À la suite de ces engagements, HOPE Liberia a réussi à obtenir un partenariat avec le ministère de l'Éducation pour la collecte de données pour la plateforme. Cependant, la collaboration avec le gouvernement est un exercice d'équilibre pour les organisations de la société civile. Si la collaboration entre les OSC et les gouvernements est essentielle pour assurer une synergie durable entre les politiques et leur mise en œuvre, les OSC s'efforcent en même temps à tenir les gouvernements responsables.
"C'est une danse compliquée et en tant qu'OSC, vous devez vous y retrouver. Les tensions peuvent déboucher sur une relation tendue qui ne favorise pas les progrès en matière d'éducation des filles. Le dialogue est nécessaire. Le plaidoyer ne consiste pas seulement à protester et à s'exprimer, il s'agit aussi de dialoguer", déclare Aisha Cooper Bruce.
En l'absence de données et d'informations adéquates, il est pratiquement impossible de plaider en faveur de l'éducation des filles et de concevoir des programmes dans ce domaine. Grâce à la nouvelle plateforme, HOPE veut faire pression pour une mise en œuvre efficace de la politique nationale sur l'éducation des filles. Combler le manque de données et utiliser les données pour un plaidoyer à plusieurs niveaux est la première étape pour aborder et éliminer les énormes écarts entre les genres dans l'éducation au Liberia.

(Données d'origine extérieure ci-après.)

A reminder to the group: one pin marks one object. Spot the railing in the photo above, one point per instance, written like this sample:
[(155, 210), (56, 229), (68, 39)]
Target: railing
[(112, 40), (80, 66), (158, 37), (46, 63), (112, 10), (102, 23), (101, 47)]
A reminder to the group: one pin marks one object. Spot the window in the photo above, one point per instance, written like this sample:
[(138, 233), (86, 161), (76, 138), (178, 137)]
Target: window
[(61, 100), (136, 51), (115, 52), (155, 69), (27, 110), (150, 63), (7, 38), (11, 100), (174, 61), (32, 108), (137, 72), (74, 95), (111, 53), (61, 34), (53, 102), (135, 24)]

HOPE Liberia et la coalition EducateHER
Helping Our People Excel (HOPE) Liberia est l'une des organisations de la société civile, financée par Education à Voix Haute œuvre pour renforcer le rôle de la société civile dans la promotion de la transparence et de la responsabilité de la politique et de la mise en œuvre du secteur de l'éducation nationale.
Le projetEducateHER a reçu 861 000 USD de la part d'Education à Voix Haute et vise à assurer la mise en œuvre effective de la politique nationale d'éducation des filles (NPGE) au Liberia d'ici 2023.
HOPE Liberia travaille avec CAREFOUND-Liberia et Paramount Young Women Initiative sur le projet EducateHER.
La coalitionEducateHER est un groupe d'organisations de la société civile, de groupes de défense des droits des femmes, de mouvements sociaux autonomes et d'institutions médiatiques qui s'engagent à mettre à profit leur expertise, leurs ressources et leur influence pour promouvoir l'éducation des filles au Liberia.